During a recent meeting with financial regulators, small and medium-sized stock exchanges in South Korea had the opportunity to express their complaints to the government.
According to a message South Korean correspondent D.Street, the Financial Services Commission (FSC), would convene a meeting behind the door with 20 cryptobourses on Thursday.
Internal sources quoted by D.Street say that the session behind closed doors was an example between the FSC’s financial intelligence unit (FIU) and 20 cryptobourses, where the former expressed the government’s desire to implement the Virtual Asset Service Provider (VASP) report.

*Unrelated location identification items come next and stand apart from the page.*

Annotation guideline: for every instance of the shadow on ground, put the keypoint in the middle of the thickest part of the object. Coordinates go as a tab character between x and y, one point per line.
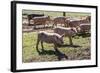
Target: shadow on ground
57	53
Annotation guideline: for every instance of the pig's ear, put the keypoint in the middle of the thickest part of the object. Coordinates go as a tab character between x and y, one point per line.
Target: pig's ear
62	35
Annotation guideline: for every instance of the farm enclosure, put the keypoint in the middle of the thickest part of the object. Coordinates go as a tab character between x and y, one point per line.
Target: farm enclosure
81	49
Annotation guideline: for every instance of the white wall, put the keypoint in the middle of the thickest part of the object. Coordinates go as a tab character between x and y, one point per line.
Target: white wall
5	36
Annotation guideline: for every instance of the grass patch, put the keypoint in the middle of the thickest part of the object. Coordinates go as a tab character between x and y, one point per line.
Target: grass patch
79	51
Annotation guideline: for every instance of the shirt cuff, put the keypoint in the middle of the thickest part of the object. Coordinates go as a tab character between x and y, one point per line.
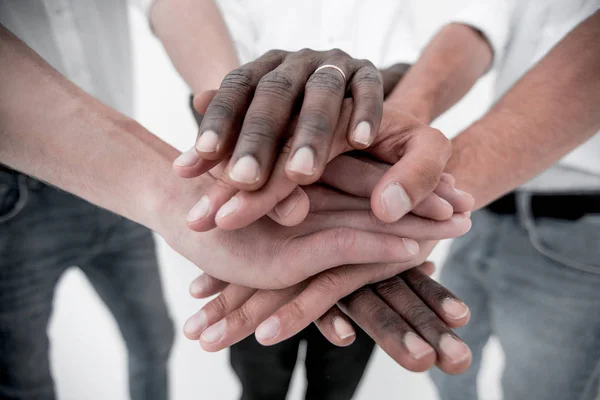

In fact, on May 28, the FSC issued an issue outlining its intention to strengthen cryptotrhet surveillance in the fight against illegal activities. Under the plan, crypto exchanges and other VASPs will be given six months to register with the government.
This registration process includes, among other things, obtaining Information Security Management System certifications and opening business accounts with real names. The 20 exchanges that attended Thursday’s meeting are the only one of the 60 VASPs currently operating in South Korea.
However, only the “Big Four” – Bithumb, Upbit, Korbit and Coinone – have secure trading accounts with a real name. At the meeting, another 16 exchanges expressed their difficulties in meeting the operational requirements for the real name among other operational difficulties.
FSC officials reportedly sympathized with the difficulties faced by smaller stock exchanges and promised not to interfere in their relations with South Korean banks. South Korean stock exchanges require a banking partnership to meet the real name trading requirement.
However, the cost of acquiring such banking partnerships reportedly exceeds the capabilities of many smaller platforms. As previously reported by Cointelegraph, the payment of the Upbit fee to K Bank in the first quarter of 2021 was 10 times more than in the previous quarter.
The South Korean government, meanwhile, has clarified roles and responsibilities regulatory authorities on cryptocurrency regulations in the country.
South Korea ‘s regulatory environment for cryptocurrencies has recently tightened with the fight against money laundering and capital gains tax policy among a number of new laws.